Maharaj’s wife doesn’t pull her punches

When Maharaj decided to quit Cabinet and active politics at the end of his term as transport minister in 1999, he visited Mbeki, then deputy president, to tell him of his decision. Mbeki, says Maharaj’s wife, Zarina, gave his comrade five minutes.

”Had Thabo reached out to Mac, he probably would have stayed on [in government]. When he decided that he had to leave, he asked to see Thabo. Thabo gave him five minutes and didn’t even try to persuade him not to leave. He just said, ‘Okay, fine.”’

Zarina Maharaj’s embittered recollection, as quoted in Shades of Difference, sheds light on what is largely a no-gone zone for Maharaj himself: his fraught relationship with Mbeki.

O’Malley writes that he often pressed Maharaj on the topic, but that Maharaj’s ”harshest” criticism of Mbeki was that he was ”non-confrontational”.

Not so for Zarina. In the extensive interviews she gave O’Malley, she appears to blame Mbeki above all for her husband’s troubles. The interviews and other background material are posted on O’Malley’s website.

Maharaj’s public troubles started in February 2003, when the Sunday Times published an exposé of benefits the Maharaj family had received from Schabir Shaik — on the face of it inappropriate, as Shaik’s company had benefited from transport department tenders while Maharaj was minister. Maharaj denies corruption, but the matter remains the subject of a Scorpions investigation.
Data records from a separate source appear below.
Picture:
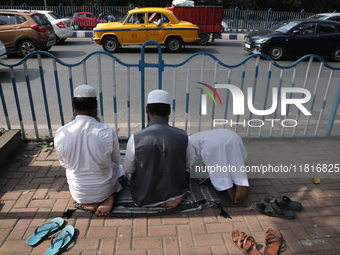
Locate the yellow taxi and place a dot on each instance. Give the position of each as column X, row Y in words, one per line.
column 143, row 24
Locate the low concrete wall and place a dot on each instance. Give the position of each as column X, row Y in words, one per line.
column 10, row 143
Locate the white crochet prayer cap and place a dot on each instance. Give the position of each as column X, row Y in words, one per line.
column 85, row 91
column 158, row 97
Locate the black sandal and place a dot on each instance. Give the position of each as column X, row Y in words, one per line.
column 285, row 202
column 272, row 209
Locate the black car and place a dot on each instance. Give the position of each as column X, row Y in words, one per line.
column 297, row 38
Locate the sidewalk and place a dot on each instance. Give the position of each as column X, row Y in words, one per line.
column 34, row 189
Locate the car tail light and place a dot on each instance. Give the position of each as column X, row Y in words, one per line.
column 38, row 28
column 61, row 25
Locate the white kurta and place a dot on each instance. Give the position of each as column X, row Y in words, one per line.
column 222, row 149
column 89, row 150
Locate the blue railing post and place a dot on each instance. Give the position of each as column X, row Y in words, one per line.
column 270, row 18
column 61, row 9
column 334, row 110
column 302, row 14
column 96, row 10
column 142, row 66
column 236, row 19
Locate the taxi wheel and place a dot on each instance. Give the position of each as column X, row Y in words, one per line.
column 110, row 44
column 276, row 52
column 25, row 47
column 336, row 55
column 204, row 38
column 173, row 44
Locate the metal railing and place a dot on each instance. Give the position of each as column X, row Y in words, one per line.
column 36, row 94
column 234, row 20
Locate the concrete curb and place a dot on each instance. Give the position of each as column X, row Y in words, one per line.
column 89, row 34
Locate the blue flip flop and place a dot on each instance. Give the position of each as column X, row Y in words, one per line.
column 44, row 230
column 60, row 240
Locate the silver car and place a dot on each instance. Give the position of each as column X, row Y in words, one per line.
column 62, row 26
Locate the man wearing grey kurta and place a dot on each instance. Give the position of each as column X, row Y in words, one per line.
column 159, row 157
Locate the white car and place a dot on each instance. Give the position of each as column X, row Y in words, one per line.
column 62, row 26
column 326, row 16
column 2, row 51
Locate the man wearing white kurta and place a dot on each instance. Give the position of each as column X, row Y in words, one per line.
column 89, row 150
column 224, row 149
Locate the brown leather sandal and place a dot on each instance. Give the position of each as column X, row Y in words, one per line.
column 249, row 245
column 273, row 242
column 238, row 238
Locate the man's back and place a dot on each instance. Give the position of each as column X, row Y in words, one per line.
column 160, row 160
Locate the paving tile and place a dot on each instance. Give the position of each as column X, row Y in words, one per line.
column 293, row 242
column 15, row 246
column 82, row 225
column 176, row 219
column 196, row 251
column 140, row 227
column 124, row 238
column 171, row 246
column 147, row 243
column 19, row 229
column 185, row 236
column 131, row 252
column 197, row 225
column 102, row 232
column 218, row 227
column 164, row 230
column 4, row 232
column 208, row 240
column 107, row 246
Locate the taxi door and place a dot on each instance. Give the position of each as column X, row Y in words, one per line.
column 135, row 29
column 158, row 32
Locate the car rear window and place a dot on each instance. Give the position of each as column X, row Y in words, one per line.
column 40, row 19
column 11, row 19
column 56, row 16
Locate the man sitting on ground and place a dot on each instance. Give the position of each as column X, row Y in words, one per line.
column 224, row 148
column 158, row 157
column 89, row 150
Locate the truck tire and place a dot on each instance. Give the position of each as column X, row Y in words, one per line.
column 110, row 44
column 173, row 44
column 26, row 47
column 203, row 38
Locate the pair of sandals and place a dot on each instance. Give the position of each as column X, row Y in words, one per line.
column 58, row 241
column 279, row 206
column 248, row 245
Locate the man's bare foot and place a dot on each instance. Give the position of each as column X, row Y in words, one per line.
column 173, row 203
column 241, row 194
column 91, row 207
column 105, row 207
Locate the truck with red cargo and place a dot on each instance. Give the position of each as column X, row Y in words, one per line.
column 207, row 18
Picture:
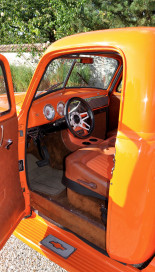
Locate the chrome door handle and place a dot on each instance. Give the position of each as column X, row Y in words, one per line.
column 9, row 142
column 2, row 135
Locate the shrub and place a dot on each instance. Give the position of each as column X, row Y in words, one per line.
column 21, row 76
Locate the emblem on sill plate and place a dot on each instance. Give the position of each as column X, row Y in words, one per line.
column 58, row 246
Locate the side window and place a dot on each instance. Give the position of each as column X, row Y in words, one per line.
column 4, row 98
column 119, row 87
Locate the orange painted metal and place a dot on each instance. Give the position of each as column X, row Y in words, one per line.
column 131, row 216
column 36, row 115
column 85, row 258
column 12, row 204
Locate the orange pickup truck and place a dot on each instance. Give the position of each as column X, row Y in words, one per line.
column 78, row 162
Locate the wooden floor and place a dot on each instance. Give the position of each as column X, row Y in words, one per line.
column 61, row 211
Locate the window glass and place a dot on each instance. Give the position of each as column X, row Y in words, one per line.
column 119, row 87
column 4, row 102
column 78, row 71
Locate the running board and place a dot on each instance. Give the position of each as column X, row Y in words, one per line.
column 67, row 250
column 58, row 246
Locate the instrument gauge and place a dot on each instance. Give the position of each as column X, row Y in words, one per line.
column 49, row 112
column 60, row 108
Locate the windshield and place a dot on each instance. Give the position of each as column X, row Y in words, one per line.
column 78, row 71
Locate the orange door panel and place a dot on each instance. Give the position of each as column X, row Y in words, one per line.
column 12, row 203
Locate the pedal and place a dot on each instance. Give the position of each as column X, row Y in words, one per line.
column 45, row 156
column 58, row 246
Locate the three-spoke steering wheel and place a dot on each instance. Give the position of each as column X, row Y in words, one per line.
column 79, row 117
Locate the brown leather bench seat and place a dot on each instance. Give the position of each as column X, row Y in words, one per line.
column 91, row 167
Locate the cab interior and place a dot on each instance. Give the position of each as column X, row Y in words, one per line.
column 71, row 135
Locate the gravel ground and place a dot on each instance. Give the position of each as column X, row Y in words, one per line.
column 17, row 256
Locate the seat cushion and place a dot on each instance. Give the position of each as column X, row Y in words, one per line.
column 91, row 166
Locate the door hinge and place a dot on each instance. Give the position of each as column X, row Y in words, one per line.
column 21, row 165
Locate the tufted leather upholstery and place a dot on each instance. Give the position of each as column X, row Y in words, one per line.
column 91, row 166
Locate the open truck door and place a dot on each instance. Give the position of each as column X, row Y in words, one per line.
column 12, row 204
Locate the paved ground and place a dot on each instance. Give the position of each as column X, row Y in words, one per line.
column 18, row 257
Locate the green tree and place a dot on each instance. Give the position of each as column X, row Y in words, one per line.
column 32, row 21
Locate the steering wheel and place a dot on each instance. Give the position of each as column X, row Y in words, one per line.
column 79, row 117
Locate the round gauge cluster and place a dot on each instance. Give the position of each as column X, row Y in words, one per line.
column 60, row 108
column 49, row 112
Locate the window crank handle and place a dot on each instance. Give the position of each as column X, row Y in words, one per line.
column 9, row 142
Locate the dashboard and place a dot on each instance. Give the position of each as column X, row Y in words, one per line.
column 50, row 108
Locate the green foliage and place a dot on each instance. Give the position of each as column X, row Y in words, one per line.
column 21, row 76
column 32, row 21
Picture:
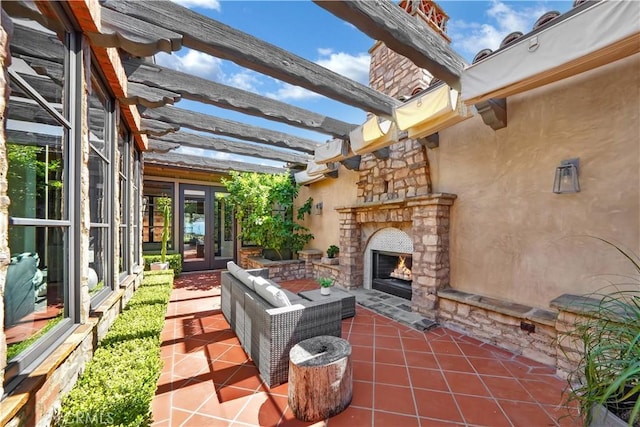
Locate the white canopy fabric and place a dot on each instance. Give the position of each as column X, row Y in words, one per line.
column 314, row 168
column 431, row 112
column 373, row 135
column 303, row 178
column 601, row 33
column 333, row 151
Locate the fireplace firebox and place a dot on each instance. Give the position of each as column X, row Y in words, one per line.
column 391, row 273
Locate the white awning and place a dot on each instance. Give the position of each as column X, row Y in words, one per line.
column 374, row 134
column 597, row 35
column 303, row 178
column 314, row 168
column 333, row 151
column 431, row 112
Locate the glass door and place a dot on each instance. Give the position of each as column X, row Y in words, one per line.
column 207, row 238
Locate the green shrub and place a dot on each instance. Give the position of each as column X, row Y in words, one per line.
column 119, row 382
column 174, row 260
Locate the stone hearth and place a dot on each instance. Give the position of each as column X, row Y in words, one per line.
column 424, row 218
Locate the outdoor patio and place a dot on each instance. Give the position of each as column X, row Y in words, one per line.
column 402, row 377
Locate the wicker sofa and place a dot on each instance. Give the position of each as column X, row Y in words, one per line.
column 267, row 332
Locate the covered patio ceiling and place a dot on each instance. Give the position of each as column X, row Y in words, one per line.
column 141, row 29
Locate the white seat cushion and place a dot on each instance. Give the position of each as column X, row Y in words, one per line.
column 270, row 293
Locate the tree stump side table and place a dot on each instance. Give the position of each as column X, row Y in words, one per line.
column 320, row 377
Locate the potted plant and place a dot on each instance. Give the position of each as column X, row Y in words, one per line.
column 606, row 381
column 325, row 285
column 164, row 205
column 332, row 251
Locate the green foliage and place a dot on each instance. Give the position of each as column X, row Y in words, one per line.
column 325, row 282
column 609, row 371
column 174, row 260
column 332, row 251
column 119, row 382
column 164, row 205
column 264, row 207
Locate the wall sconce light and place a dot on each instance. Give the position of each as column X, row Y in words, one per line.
column 566, row 179
column 317, row 209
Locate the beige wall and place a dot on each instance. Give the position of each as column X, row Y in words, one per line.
column 512, row 237
column 333, row 193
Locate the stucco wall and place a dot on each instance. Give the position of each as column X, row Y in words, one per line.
column 332, row 193
column 511, row 236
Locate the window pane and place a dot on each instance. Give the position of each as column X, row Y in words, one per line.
column 98, row 268
column 152, row 220
column 98, row 187
column 34, row 290
column 35, row 157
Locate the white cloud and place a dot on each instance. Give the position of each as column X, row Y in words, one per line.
column 193, row 62
column 471, row 37
column 204, row 4
column 355, row 67
column 246, row 80
column 290, row 92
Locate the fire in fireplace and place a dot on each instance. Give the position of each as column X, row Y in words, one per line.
column 391, row 273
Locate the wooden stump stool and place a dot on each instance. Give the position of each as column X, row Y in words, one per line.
column 320, row 377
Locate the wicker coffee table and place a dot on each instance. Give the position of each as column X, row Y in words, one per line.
column 348, row 300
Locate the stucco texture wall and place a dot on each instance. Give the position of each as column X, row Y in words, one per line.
column 333, row 193
column 511, row 236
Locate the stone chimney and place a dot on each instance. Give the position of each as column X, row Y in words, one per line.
column 395, row 75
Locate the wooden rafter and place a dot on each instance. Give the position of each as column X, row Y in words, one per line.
column 214, row 38
column 410, row 37
column 224, row 145
column 219, row 126
column 223, row 96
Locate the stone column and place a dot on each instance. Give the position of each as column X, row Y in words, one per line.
column 351, row 259
column 430, row 270
column 309, row 256
column 5, row 60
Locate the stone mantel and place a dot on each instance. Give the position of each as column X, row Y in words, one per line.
column 429, row 199
column 427, row 218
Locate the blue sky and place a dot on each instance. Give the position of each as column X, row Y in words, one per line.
column 311, row 32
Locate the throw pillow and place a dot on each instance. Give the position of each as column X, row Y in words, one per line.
column 270, row 293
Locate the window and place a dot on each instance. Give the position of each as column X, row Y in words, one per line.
column 135, row 223
column 152, row 220
column 99, row 270
column 42, row 184
column 125, row 214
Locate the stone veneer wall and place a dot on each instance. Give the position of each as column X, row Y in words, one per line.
column 428, row 217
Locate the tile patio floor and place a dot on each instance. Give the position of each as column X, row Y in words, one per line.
column 402, row 377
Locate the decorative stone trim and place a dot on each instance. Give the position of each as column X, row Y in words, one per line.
column 500, row 322
column 428, row 219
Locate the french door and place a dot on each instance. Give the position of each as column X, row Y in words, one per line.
column 206, row 224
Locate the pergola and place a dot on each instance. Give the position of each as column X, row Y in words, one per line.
column 141, row 29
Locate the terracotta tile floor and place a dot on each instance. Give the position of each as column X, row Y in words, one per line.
column 402, row 377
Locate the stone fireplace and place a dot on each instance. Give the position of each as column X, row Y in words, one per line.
column 416, row 226
column 391, row 273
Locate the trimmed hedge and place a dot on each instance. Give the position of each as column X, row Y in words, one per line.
column 119, row 382
column 174, row 260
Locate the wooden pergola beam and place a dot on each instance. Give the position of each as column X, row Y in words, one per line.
column 234, row 147
column 136, row 36
column 410, row 37
column 208, row 164
column 219, row 126
column 214, row 38
column 223, row 96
About this, Zarina tells O’Malley, clearly referring to Mbeki: ”The powers-that-be never liked Mac and were almost relieved when Mac resigned as a minister — [and] literally walked Mac to the car in five minutes as Mac tendered his resignation. So there were people who really wanted to see Mac once and for all hurt, once and for all — what I’m saying is that, yes, they were gunning for Mac and this was a perfect excuse.”

Zarina traces the dislike of her husband in part to a racial issue — he, as an Indian, refused to ”know his place” vis-à-vis the African majority.

Maharaj left the country in 1977 after his release from Robben Island. ”I think by then already Thabo was beginning to sense a threat from Mac,” says Zarina. ”Mac upstaged him in all these meetings; Mac was just a little bit too brilliant and a little bit too unapologetic as an Indian, because it was already floating around that the trouble with Mac is that he talks as if he’s an African, he has no sense of apologetic-ness about him — That was his biggest crime.”

Swiping at the Pahad brothers, she continues: ”Mac was a real threat whereas the type of Indian he [Mbeki] wanted around him was exactly what he got, Essop and Aziz.”

While Zarina does not corroborate rumours that Maharaj supported Cyril Ramaphosa’s presidential challenge to Mbeki, she says: ”He [Mbeki] was very, very cross about the fact that Cyril and Mac were the ones who were seen to be handling the negotiations at Codesa [Congress for a Democratic South Africa] where he had been the heir apparent.

”I think he was already very angry. I believe that he did say at an NEC meeting, and we’ve heard it from some [ANC] NEC sources, that when Mac was in prison with Operation Vula, he said, ‘Let them swing.”’

Zarina claims that her husband had always respected Mbeki ”as a thinker, as a strategist”. She adds, however: ”It’s just in the recent period when he realises that Thabo is really — that he began to think, ‘Shit! What have I done?”’

O’Malley appears to concur that Mbeki was out to get Maharaj through his handling of the Hefer commission in 2003. He calls it Mbeki’s ”most venal move”, saying: ”Whether for reasons great or petty, he gave the thumbs-up for the revolution, like most revolutionary movements in history, to start eating its own.”